Shareholder disputes are among the most complex and contentious commercial legal matters in Bangladesh. They can arise from disagreements over management, dividends, share transfers, dilution, oppression by majority shareholders, or breach of the shareholders' agreement. TRW — Tahmidur Rahman Remura Wahid Law Associates provides expert legal advice and representation in shareholder disputes, combining deep knowledge of the Companies Act 1994 with practical commercial litigation experience.
Legal Framework for Shareholder Disputes
Shareholder disputes in Bangladesh are governed primarily by the Companies Act 1994. Key provisions include: Section 233 (oppression and mismanagement — minority shareholders can apply to the court for relief if the company's affairs are being conducted in a manner oppressive to them); Section 234 (winding up on just and equitable grounds); Section 150 (annual return — failure to file can be challenged); and Section 85 (share transfer — restrictions on transfer and pre-emption rights). The shareholders' agreement (if any) is also a critical document in shareholder disputes.
TRW advises on the applicable legal provisions and the most effective strategy for resolving the dispute, whether through negotiation, mediation, or litigation.
Common Types of Shareholder Disputes
TRW handles the following common types of shareholder disputes.

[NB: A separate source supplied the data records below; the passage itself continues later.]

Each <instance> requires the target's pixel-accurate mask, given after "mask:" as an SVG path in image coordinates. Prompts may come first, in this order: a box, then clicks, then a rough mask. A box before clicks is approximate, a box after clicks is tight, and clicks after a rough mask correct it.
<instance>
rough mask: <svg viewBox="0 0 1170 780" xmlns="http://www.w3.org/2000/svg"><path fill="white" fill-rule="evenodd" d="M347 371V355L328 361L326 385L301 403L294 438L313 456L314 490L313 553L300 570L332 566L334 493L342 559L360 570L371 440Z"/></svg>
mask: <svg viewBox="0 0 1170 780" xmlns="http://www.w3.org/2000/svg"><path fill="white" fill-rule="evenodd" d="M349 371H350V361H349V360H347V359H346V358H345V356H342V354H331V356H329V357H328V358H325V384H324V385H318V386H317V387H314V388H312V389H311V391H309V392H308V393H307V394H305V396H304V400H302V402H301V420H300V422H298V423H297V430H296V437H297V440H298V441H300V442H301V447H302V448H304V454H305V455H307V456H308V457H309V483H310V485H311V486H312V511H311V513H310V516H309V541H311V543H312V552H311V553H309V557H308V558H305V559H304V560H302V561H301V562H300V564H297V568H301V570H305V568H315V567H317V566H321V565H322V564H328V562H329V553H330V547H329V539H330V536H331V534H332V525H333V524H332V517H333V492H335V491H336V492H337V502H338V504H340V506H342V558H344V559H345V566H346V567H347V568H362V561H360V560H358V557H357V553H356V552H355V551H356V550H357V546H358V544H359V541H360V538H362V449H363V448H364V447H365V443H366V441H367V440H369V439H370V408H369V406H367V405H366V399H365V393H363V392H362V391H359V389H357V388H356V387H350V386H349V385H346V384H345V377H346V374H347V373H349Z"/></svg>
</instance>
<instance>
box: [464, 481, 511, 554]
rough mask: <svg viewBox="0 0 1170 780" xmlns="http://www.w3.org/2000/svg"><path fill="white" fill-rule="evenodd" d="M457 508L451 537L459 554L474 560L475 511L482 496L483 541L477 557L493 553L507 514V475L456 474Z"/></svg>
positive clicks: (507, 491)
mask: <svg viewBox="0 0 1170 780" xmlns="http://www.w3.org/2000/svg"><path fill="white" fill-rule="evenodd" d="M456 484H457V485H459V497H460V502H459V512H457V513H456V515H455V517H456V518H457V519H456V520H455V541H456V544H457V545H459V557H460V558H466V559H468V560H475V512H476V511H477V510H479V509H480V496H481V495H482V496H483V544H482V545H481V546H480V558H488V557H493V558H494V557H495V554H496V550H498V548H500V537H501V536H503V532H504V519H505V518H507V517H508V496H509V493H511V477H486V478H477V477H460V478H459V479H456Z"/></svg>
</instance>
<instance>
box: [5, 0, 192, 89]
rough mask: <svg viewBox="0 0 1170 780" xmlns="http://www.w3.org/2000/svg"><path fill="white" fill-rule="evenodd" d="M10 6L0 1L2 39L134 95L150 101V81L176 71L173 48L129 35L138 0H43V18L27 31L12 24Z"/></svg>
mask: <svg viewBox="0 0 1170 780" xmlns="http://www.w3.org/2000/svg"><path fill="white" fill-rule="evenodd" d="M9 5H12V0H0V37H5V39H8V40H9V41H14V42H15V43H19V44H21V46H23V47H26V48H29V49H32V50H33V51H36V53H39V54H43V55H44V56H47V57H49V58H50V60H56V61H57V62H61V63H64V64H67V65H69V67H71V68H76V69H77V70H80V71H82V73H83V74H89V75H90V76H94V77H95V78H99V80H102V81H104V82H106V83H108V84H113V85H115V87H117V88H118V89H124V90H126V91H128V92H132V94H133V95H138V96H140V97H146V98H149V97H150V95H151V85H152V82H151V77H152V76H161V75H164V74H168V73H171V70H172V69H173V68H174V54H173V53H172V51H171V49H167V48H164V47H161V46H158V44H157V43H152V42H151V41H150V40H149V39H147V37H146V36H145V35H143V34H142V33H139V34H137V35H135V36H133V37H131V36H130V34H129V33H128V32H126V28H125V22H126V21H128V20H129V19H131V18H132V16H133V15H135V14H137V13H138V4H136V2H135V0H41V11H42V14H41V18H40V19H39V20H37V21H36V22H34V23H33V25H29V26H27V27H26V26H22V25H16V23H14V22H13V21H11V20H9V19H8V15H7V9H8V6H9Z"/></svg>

Oppression and mismanagement: majority shareholders using their control to benefit themselves at the expense of minority shareholders. Deadlock: equal shareholders unable to agree on key decisions. Share transfer disputes: disputes over the right to transfer shares and the valuation of shares. Dividend disputes: disputes over the declaration and payment of dividends. Director appointment and removal: disputes over the appointment and removal of directors. Breach of shareholders' agreement: one party failing to comply with the terms of the shareholders' agreement.
Remedies Available to Shareholders
The remedies available to shareholders in Bangladesh include: application to the court for relief from oppression and mismanagement under Section 233 of the Companies Act 1994; winding up petition under Section 234; injunction to prevent a specific action by the company or the majority shareholders; derivative action on behalf of the company; and arbitration under the shareholders' agreement. TRW advises on the most appropriate remedy in each case. See our guide on company law in Bangladesh.
How Barrister Tahmidur Rahman Can Help
Barrister Tahmidur Rahman and TRW's corporate litigation team handle shareholder disputes across Bangladesh. Contact TRW at https://tahmidurrahman.com/contact/.
Frequently Asked Questions
Q: Can a minority shareholder take legal action against the majority?
A: Yes. Section 233 of the Companies Act 1994 provides specific remedies for minority shareholders who are being oppressed.
Q: Can a shareholder dispute be resolved without going to court?
A: Yes. TRW advises on negotiation, mediation, and arbitration as alternatives to litigation.
Q: Can a shareholder force the company to be wound up?
A: Yes. A shareholder can apply for winding up on just and equitable grounds under Section 234 of the Companies Act 1994.